Committee members convened at 3:30 pm using virtual meeting platform.
PRESENT: Diane Lebson, Tom Meuser, Luke Shorty, Celeste Branham, Pam Proulx-Curry, Jenni Tilton-Flood, Maryalice Crofton.
DISCUSSION.
I. Urgent and timely matters from Volunteer Maine staff
A. New staff: Lucy Martin accepted the Climate Corps Coordinator position on an interim basis. She will be on staff through a temp staffing agency. The regular Climate Corps Coordinator position is still in the HR system waiting for the move from Limited Period to regular. Until it comes out, we have to use temp staffing to get the work done. Lucy has her MS from UMaine and undergrad from Oberlin College. She currently lives in Chicago but will complete the move back to Maine and be in the office by January 6, 2025. While in Maine this week to secure housing, she will participate in the Maine Climate Corps Network meeting and get all the state onboarding done.

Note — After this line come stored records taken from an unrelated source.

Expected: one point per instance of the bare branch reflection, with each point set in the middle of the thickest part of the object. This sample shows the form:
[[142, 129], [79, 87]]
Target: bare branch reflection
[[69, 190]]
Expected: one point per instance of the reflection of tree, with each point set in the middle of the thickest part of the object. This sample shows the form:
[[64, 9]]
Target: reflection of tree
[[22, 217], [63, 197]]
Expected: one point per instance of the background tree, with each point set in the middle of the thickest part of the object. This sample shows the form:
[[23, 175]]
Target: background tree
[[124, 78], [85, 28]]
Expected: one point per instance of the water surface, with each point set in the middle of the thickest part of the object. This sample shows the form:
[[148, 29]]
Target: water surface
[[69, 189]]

B. Hiring schedules: To avoid doing all positions at once in March, the hiring process for a permanent Public Information Officer will start this month. The Volunteer Services Coordinator position came out of HR with approval this week. The next step is to get approval to spend the associated funding. This position is a 5year limited period one because it is tied to the Resilient Maine grant. The budget order should be signed December 19 so the hiring process can start in January. That leaves the Climate Corps Coordinator and reclass of 2 positions still in HR.

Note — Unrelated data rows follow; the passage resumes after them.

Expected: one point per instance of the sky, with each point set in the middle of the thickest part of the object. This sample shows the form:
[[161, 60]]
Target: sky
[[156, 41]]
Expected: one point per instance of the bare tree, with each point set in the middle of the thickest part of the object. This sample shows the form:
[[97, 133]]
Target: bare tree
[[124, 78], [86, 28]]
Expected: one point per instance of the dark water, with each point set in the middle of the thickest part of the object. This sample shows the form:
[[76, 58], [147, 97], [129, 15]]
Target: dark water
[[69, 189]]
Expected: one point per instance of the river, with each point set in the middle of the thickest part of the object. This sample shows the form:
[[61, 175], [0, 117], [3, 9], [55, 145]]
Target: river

C. Commission relocation: MOCA has been assigned office space on the third floor of Marquardt. The move will likely happen next summer. It is a very secure building so access to staff will be more difficult than it is now. There are meeting rooms on the first floor. People who will be moving to MOCA have been invited to meet in that space mid-December. Maryalice reported the various programs have been advised they will need to bring or buy furnishings, something not in our budget.
D. Other: It was noted that the most recent Maine climate action plan talks about funding Climate Corps as part of strengthening and growing a climate ready workforce. Related actions may be better understood after the joint meeting of Commissioners and legislators on Thursday.

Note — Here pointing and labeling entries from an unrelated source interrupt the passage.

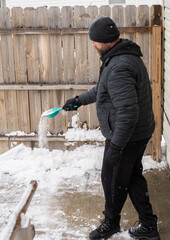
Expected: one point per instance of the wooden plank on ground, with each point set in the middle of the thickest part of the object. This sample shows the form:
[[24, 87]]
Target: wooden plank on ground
[[8, 71], [21, 71], [30, 20]]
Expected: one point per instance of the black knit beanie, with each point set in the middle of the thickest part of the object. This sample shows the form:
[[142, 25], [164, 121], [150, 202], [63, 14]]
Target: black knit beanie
[[104, 30]]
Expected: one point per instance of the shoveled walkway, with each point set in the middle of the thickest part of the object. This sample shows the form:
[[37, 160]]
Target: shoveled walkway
[[82, 210]]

II. General updates and planning
A. Federal insight shared at Transition Task Force. Shorty recapped the report from ASC’s Executive Director about federal likely scenarios related to funding AmeriCorps for the year that started October 2024. The funding impacts whether grants can be made in spring 2025 and whether there would be Commission operating funds starting July 1, 2025. At first the collective strategy planned was to stay under the radar during the early days of the new administration. That was thwarted by the publication of the federal AmeriCorps agency’s audit report which, for the eighth year, stated the records could not be audited. The best case is flat funding for existing budget programs. Worst case is the proposed elimination of AmeriCorps and state commission funding that is in the House budget version, is enacted. ASC is preparing strategies to tide over Commissions until another budget year (worst case). This prospect led to a discussion among Exec members about which duties and activities the Commission would continue to do as well as what staffing would be left. There would be a skeleton staff and the work would be concentrated but the Commission would continue to function. Exec members agreed the Foundation board needs to be aware of the situation and the heightened need for their fundraising to succeed. Luke will contact the Foundation president and ask if he could speak at their board meeting which is in 48 hours. All the Exec members will try to attend.
B. Connecting with new legislature. The Commission will again send the welcome/congratulations letter to all legislators and invite them to meet the service programs at our annual Hall of Flags event. Also, the orientation presentation for the Commission’s oversight committee (State and Local Government) will be in January. Luke will present. It was noted that the MOCA director had shared news that SLG may not be their oversight committee. Legislators on other committees have indicated they want oversight responsibility. If so, the Commission will continue to have its budget overseen by a committee that is not its oversight body.
III. Volunteer Maine Commission Meeting and Agenda review
The scheduled agenda items include a guest (Samantha Horn, Director, Maine Office of Community Affairs); Grant Selection and Oversight -presenting votes on competitive application process; program report from Justice Corps; Maine Service Fellows ed award presentation to James Fagan who completes service 12/13; ambassador reports; other task force reports.
There being no other discussion items, the members closed the work session at 3:45 pm.